RFID Raises Elevator Efficiency

By Claire Swedberg

At Capital Bank Plaza, in Raleigh, N.C., Schindler's PORT solution employs passive 13.56 MHz tags and readers to reduce elevator traffic flow and office workers' wait times.


Since last month, the 300 employees working at the Capital Bank Plaza office building in Raleigh, N.C., have been using RFID-enabled identification cards to ride elevators. The system, implemented by the building’s owner, Raleigh Development Co. (RDC), allows tenants’ employees to summon an elevator car and be taken to the requested floor without having to press any buttons. The Personal Occupant Requirement Terminal (PORT) destination-dispatch elevator solution was provided by elevator company Schindler.

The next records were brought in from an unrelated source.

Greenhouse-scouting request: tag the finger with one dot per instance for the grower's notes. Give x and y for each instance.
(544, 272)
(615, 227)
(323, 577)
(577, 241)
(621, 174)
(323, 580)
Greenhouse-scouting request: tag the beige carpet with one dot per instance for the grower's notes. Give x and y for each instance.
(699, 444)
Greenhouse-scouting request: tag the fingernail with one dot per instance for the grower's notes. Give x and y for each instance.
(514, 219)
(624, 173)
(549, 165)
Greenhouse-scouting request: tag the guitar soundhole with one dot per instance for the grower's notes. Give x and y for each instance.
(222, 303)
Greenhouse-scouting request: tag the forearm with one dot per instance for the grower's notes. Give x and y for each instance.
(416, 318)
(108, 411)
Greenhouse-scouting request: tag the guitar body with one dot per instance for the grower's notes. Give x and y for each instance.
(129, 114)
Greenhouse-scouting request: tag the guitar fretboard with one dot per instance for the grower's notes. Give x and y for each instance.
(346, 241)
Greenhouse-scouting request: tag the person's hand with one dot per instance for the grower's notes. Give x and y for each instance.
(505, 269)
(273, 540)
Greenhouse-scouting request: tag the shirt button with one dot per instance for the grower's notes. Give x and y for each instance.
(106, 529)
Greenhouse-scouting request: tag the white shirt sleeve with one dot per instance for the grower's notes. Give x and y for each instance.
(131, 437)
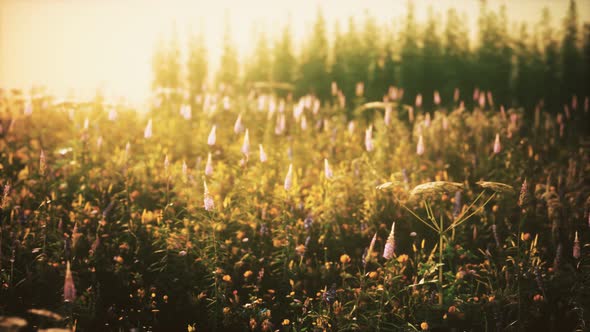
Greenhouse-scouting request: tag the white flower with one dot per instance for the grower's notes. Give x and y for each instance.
(238, 127)
(211, 138)
(327, 170)
(147, 133)
(420, 146)
(389, 249)
(497, 145)
(289, 178)
(209, 165)
(263, 157)
(246, 145)
(209, 204)
(369, 139)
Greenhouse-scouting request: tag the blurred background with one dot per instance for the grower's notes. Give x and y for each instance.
(521, 50)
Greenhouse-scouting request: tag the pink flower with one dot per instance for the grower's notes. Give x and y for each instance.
(497, 145)
(327, 170)
(69, 287)
(389, 249)
(212, 137)
(420, 146)
(147, 133)
(209, 166)
(369, 139)
(209, 204)
(289, 178)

Every employee is issued a plastic credit-card-sized ID card containing an RFID tag. Upon presenting the card to one of the building’s five RFID terminals, a person is assigned the elevator that could most efficiently transport him or her to the appropriate floor. As a result, says Don Carter, RDC’s owner and principle, the system improves traffic flow throughout the 14-floor building, while also reducing wait times.

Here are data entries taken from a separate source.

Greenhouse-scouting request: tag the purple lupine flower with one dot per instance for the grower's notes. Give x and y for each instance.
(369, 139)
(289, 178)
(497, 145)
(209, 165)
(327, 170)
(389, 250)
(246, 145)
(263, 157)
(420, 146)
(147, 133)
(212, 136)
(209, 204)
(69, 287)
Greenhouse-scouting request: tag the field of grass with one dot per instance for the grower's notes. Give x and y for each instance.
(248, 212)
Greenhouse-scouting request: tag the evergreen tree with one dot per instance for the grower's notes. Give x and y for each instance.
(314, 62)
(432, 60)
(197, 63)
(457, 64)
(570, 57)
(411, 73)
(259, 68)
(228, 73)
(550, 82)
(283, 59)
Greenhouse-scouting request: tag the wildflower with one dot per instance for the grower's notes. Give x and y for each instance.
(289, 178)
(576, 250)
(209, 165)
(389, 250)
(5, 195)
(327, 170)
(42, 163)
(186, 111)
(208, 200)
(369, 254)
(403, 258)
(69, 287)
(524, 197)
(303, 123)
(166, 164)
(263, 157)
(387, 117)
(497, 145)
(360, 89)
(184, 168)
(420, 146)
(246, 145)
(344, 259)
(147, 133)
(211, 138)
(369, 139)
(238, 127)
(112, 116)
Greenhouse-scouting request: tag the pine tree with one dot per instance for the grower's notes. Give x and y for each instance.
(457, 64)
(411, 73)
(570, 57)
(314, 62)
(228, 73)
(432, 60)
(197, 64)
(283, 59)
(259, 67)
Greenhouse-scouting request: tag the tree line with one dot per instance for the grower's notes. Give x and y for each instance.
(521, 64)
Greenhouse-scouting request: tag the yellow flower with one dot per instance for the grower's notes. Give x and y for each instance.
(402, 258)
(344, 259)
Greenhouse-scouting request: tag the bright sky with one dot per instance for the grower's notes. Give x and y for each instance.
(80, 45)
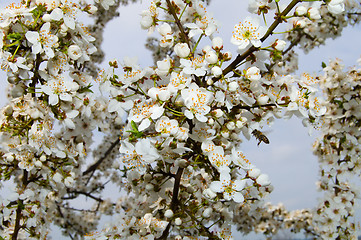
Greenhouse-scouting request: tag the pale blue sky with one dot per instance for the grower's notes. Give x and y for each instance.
(288, 158)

Elevator passengers use the PORT terminal’s built-in RFID reader to summon a car to automatically take them to their customary floor.

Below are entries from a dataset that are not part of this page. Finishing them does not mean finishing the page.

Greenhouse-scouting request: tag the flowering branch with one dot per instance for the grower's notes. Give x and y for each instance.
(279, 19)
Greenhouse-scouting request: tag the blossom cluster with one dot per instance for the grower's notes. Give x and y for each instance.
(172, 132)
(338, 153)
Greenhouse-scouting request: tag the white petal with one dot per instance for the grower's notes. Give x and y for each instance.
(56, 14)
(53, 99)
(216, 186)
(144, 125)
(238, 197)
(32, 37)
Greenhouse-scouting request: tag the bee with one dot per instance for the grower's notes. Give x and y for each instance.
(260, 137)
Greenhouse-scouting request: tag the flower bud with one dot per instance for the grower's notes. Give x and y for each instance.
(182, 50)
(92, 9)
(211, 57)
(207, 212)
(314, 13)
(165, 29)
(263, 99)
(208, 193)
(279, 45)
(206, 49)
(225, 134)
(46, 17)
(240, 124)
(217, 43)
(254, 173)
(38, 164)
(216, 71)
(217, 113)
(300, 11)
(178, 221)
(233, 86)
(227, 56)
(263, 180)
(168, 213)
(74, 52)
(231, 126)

When faced years ago with the need to replace electronics and controls on the building’s 40-year-old elevators, Carter says he decided to research the latest technology available that could reduce wait times and make the elevators safer and more efficient, as well as consume less electricity. The building’s elevator renovation project—which also includes video cameras mounted on each elevator, the ability to shut down specific floors during or after hours, and a regenerative drive to draw electricity from the lifts’ movements—utilizes high-frequency (HF) 13.56 MHz passive RFID cards complying with the ISO 15693 standard, to identify a rider and automatically summon an elevator to take that person to his or her preferred floor.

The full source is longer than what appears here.